Variable Number of Arguments in an Array

This allows you to define a function that takes in a variable number of arguments in an array. This is done with the splat operator (*), and it looks like this:

def foo(*vals)
  puts "The function was called\n"
  vals.each do |value|
    puts value
  end
end

def bar()
  foo()
  foo(10)
  foo("Hello", "World", "!", "42")
end

bar()

It produces the following:

The function was called
The function was called
10
The function was called
Hello
World
!
42

Variable Number of Arguments in a Hash

Finally, you can accept a variable number of arguments in a hash with the double splat (**) operator.
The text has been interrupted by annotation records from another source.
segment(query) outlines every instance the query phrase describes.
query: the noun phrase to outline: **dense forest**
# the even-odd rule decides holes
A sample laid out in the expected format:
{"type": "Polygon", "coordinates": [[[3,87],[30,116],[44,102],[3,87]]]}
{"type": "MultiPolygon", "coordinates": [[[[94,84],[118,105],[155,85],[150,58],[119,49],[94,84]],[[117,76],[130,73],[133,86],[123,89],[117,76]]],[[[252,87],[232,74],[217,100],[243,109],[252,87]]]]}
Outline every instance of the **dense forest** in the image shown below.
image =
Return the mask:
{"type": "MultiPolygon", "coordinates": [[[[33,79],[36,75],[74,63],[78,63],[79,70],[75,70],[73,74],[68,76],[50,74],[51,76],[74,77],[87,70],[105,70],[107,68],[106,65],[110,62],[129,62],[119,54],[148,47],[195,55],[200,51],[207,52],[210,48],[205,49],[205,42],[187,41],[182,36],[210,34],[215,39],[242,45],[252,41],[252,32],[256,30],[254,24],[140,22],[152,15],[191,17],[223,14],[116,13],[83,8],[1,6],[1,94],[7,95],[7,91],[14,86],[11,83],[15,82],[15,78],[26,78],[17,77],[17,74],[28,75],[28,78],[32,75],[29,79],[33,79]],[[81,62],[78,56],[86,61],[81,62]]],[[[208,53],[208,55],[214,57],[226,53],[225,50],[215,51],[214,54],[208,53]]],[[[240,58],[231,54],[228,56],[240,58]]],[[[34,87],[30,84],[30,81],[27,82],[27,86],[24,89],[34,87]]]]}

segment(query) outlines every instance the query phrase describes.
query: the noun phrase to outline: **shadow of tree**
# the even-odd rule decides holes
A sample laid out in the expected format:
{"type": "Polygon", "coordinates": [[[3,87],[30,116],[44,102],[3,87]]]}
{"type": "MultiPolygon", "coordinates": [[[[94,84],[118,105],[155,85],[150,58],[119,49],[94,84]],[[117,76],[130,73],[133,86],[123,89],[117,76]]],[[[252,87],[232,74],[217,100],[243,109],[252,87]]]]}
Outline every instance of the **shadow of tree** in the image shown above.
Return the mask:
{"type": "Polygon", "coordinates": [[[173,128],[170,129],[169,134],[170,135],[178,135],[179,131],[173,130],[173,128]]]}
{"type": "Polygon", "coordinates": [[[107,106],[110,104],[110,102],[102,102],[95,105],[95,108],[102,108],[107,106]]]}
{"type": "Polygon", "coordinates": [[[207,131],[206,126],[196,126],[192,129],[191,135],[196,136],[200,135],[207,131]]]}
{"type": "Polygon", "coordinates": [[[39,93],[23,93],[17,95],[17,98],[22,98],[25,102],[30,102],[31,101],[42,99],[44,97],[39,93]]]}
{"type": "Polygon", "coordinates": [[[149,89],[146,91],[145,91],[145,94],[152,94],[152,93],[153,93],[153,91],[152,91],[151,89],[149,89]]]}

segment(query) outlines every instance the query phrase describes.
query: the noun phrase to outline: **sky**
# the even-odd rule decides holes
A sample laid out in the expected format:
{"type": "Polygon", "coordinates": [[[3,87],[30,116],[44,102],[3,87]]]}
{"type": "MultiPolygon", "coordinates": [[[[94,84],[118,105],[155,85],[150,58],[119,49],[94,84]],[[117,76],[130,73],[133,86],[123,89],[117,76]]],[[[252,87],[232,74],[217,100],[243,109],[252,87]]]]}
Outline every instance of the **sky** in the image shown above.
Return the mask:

It looks like this when used:

def foo(**vals)
  puts "The function was called\n"
  vals.each do |key, value|
    puts "Key: #{key}; value: #{value}"
  end
end


def bar()
  foo()
  foo(age: 10)
  foo(msg1: "Hello", msg2: "World", msg3: "!", msg4: "42")
end

bar()

And the output of that example is this:

The function was called
The function was called
Key: age; value: 10
The function was called
Key: msg1; value: Hello
Key: msg2; value: World
Key: msg3; value: !
Key: msg4; value: 42

That’s all of the ones that I’m going to cover! I hope this is useful to all you devs working with a rails backend once a month!